Know how deep my depravity goes?
Ok, here’s the second part to that question.
#2 question if you want to know just why and how deeply i should dislike myself.
Do you ever wish that someone could die so you could be happy?
No, no, no. I don’t mean like that. Yes, i know. At some point every single one of us has dreamed someone could die and then we believe everything in our life would be ok. Because comeon. Honestly some people are too bad to live. They’ve hurt you or i and they will hurt again. The world would be a better place without them.
But no. That’s not what i’m talking about.
I’m talking about when you meet this guy who’s incredible. And you covet him. And you think perhaps in the future maybe his wife, who is beautiful and nice and who this man adores and you even like her, this lady could die and you could have that guy all for yourself. And that thought kinda pleases you.
And you realize even if you never ever broke a single law of God that that thought right there disqualifies you from ever throwing a stone.
You know what i’m referring to?
That story in John chapter 8 where the people all gathered around a woman who the religious leaders had caught cheating on her husband – and they asked Jesus as a teacher, what they should do.
Verse 7 reveals what happened:They continued to question him, so he stood up and replied, “Whoever hasn’t sinned should throw the first stone.”
Then John writes that they all started leaving till only Jesus was left.
There musta been so much anger and fear in those mens hearts. If even one of them had a thought of doing something they knew they couldn’t. Because for sure another man in the crowd knew something about every other man that would disqualify him from throwing a stone.
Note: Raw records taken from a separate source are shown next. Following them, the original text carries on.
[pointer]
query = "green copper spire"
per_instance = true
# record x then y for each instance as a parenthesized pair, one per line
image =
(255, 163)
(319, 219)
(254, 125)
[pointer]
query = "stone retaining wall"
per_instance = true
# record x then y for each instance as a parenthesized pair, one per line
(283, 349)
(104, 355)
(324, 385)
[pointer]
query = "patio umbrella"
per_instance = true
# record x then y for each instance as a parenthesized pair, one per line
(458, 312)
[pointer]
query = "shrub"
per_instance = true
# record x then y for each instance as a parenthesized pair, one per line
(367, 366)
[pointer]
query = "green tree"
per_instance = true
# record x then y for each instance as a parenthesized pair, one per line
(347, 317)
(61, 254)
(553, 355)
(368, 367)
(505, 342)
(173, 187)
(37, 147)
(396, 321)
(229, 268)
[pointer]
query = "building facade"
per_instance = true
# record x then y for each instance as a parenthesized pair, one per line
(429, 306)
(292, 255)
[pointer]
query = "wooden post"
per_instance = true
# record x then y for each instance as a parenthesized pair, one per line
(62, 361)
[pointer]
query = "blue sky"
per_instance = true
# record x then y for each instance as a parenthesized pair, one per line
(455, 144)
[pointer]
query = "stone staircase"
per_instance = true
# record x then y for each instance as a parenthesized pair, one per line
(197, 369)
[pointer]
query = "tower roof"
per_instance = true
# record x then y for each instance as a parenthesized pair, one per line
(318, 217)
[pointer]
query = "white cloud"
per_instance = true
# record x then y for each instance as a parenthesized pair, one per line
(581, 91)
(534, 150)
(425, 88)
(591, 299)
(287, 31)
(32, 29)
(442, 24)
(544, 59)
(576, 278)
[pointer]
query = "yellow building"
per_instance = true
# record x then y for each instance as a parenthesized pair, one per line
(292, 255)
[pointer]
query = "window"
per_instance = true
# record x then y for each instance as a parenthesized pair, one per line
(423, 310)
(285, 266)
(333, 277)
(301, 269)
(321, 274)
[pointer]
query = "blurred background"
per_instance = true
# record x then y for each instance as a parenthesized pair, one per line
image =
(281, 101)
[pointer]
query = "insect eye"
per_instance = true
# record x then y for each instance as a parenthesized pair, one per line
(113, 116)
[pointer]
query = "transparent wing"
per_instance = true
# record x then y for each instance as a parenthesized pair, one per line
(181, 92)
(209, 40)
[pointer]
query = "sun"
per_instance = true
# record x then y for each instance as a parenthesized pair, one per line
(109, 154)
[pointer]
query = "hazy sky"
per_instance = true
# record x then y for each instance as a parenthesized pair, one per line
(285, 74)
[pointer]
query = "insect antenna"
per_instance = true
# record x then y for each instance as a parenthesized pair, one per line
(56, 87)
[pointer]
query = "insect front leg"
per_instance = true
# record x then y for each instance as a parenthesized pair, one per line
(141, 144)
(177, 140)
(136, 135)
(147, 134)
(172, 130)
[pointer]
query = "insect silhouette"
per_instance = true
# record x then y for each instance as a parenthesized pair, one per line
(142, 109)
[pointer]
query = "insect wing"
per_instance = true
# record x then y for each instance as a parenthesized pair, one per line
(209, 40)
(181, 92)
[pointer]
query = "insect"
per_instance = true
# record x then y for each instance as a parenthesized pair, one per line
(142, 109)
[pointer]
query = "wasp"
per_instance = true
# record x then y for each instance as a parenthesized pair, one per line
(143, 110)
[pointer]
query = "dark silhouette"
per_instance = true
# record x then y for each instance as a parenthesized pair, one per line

And if he did anything or said anything he would be known as a liar. Thus breaking another law.
I am totally and utterly disqualified from stone throwing.
This both angers me and humbles me.
Angers me because sometimes i know i’ve been legitimately wronged. And i’ve gotta lay down my rock and leave that person with Jesus, and i know he’s gonna forgive them.
Humbles me because i know when its my turn to stand before Jesus he will forgive me too.